Lion - Der lange Weg nach Hause

Genre: Drama

Produktion: Australien/USA/Großbritannien 2016

Laufzeit: 115 Minuten

FSK: Freigegeben ab 12 Jahren

Regie: Garth Davis

Darsteller: Dev Patel, Nicole Kidman, Rooney Mara, David Wenham

 

Zur Filmseite: www.lion-film.de

VÖ: 14. Juli 2017

Zum Film:

Ein Tag wie jeder andere im Leben des fünfjährigen Saroo: Auf dem Bahnhof der indischen Kleinstadt, in der sein Bruder ihn für einige Stunden zurückgelassen hat, sucht er nach Münzen und Essensresten. Vor Erschöpfung schläft er schließlich in einem haltenden Zug ein und findet sich nach einer traumatischen Zugfahrt am anderen Ende des Kontinents in Kalkutta wieder. Auf sich allein gestellt irrt er wochenlang durch die gefährlichen Straßen der Stadt, bis er in einem Waisenhaus landet, wo er von Sue (Nicole Kidman) und John Brierley (David Wenham) adoptiert wird, die ihm ein liebevolles Zuhause in Australien schenken.

Viele Jahre später lebt Saroo in Melbourne, ist beruflich erfolgreich und wohnt mit seiner Freundin Lucy (Rooney Mara) zusammen. Er könnte rundum glücklich sein, doch die Frage nach seiner Herkunft lässt ihn nicht los. Nacht für Nacht fährt er mit Google Earth auf seinem Laptop das Zugnetz Indiens ab, zoomt auf hunderte von Bahnhöfen und sucht nach Hinweisen auf seinen früheren Wohnort und seine leibliche Familie. Er hat die Hoffnung schon fast aufgegeben, als das Unglaubliche passiert und er im Internet auf ein Dorf stößt, das seiner Erinnerung entspricht... (Universum Film)

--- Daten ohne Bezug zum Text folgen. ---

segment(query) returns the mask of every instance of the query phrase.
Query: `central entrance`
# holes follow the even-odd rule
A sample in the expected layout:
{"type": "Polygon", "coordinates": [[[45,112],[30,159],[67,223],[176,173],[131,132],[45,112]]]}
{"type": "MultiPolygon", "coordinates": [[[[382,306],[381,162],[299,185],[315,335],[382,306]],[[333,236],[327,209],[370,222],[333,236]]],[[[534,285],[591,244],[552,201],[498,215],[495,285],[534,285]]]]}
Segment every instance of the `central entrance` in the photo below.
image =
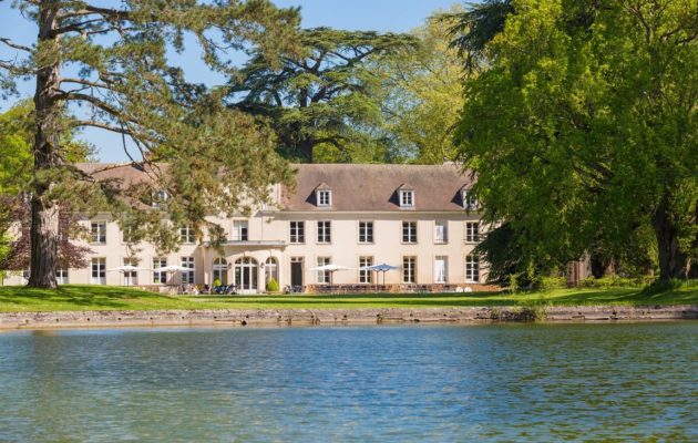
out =
{"type": "Polygon", "coordinates": [[[257,291],[257,260],[252,257],[238,258],[235,261],[235,285],[238,291],[257,291]]]}

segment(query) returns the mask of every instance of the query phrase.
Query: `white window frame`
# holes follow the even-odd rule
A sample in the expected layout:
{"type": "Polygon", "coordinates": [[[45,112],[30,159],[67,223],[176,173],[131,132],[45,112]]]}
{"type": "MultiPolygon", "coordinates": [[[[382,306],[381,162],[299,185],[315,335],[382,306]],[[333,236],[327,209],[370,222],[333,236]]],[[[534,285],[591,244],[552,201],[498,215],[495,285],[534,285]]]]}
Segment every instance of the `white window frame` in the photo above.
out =
{"type": "Polygon", "coordinates": [[[185,256],[179,258],[179,265],[191,270],[182,271],[182,285],[194,285],[194,257],[185,256]]]}
{"type": "MultiPolygon", "coordinates": [[[[136,258],[123,258],[124,266],[138,266],[138,260],[136,258]]],[[[138,271],[130,270],[124,272],[124,285],[126,286],[138,286],[138,271]]]]}
{"type": "Polygon", "coordinates": [[[402,282],[408,285],[417,282],[417,256],[402,257],[402,282]]]}
{"type": "Polygon", "coordinates": [[[63,269],[57,269],[55,270],[55,282],[58,285],[69,285],[70,284],[68,269],[63,268],[63,269]]]}
{"type": "Polygon", "coordinates": [[[446,245],[449,243],[449,222],[435,220],[434,222],[434,244],[446,245]]]}
{"type": "Polygon", "coordinates": [[[417,222],[402,222],[402,243],[406,245],[417,245],[417,222]]]}
{"type": "Polygon", "coordinates": [[[90,222],[90,243],[92,245],[106,245],[106,222],[90,222]]]}
{"type": "MultiPolygon", "coordinates": [[[[332,262],[332,257],[318,257],[317,264],[318,267],[330,265],[332,262]]],[[[318,285],[328,285],[331,282],[332,276],[329,270],[318,270],[317,271],[318,285]]]]}
{"type": "Polygon", "coordinates": [[[480,257],[474,254],[465,256],[465,282],[480,282],[480,257]]]}
{"type": "Polygon", "coordinates": [[[359,282],[360,284],[373,284],[373,271],[361,269],[365,266],[373,266],[373,257],[362,256],[359,257],[359,282]]]}
{"type": "Polygon", "coordinates": [[[400,207],[412,208],[414,207],[414,190],[400,190],[400,207]]]}
{"type": "Polygon", "coordinates": [[[317,190],[318,206],[329,207],[332,206],[332,192],[330,189],[317,190]]]}
{"type": "Polygon", "coordinates": [[[480,243],[480,222],[465,222],[465,243],[480,243]]]}
{"type": "Polygon", "coordinates": [[[196,233],[189,225],[184,225],[179,228],[179,240],[184,245],[193,245],[196,243],[196,233]]]}
{"type": "Polygon", "coordinates": [[[449,282],[449,257],[437,256],[434,257],[434,284],[443,285],[449,282]],[[439,264],[443,262],[443,268],[439,267],[439,264]]]}
{"type": "Polygon", "coordinates": [[[306,243],[306,223],[291,220],[288,223],[289,243],[291,245],[302,245],[306,243]]]}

Lion - Der lange Weg nach Hause | Foto: Universum Film

Kinoexperte Hans-Ulrich Pönack über den Film

(...) diese Geschichte ist passiert. Als er 5 Jahre jung ist, im Jahr 1986, verliert der kleine Saroo (sensationell: SUNNY PAWAR) durch Verkettung unglücklicher Umstände auf dem Bahnhof in der indischen Provinzstadt Khandwa seine Familie. Saroo begibt sich in einen leeren Zug, um zu schlafen. Als er aufwacht rattert der Zug zum anderen Ende des Kontinents, nach Kalkutta. Ein 5jähriger, im Moloch einer Millionen-Metropole.1600 Kilometer entfernt von seinem Zuhause. Wo man seinen Hindi-Dialekt in der Bengali-Region nicht versteht. Wochenlang schlägt er sich alleine durch das kinderfeindliche Gebiet. Wo professionelle Kinder-Fänger „solche wie ihn“ gerne einfangen, um mit ihnen, den Hilflosen, schmutzige Geschäfte zu machen. Saroo landet schließlich in einem Heim und hat das Glück, von einer australischen Familie (NICOLE KIDMAN / DAVID WENHAM) adoptiert zu werden. Saroo lebt fortan in Melbourne.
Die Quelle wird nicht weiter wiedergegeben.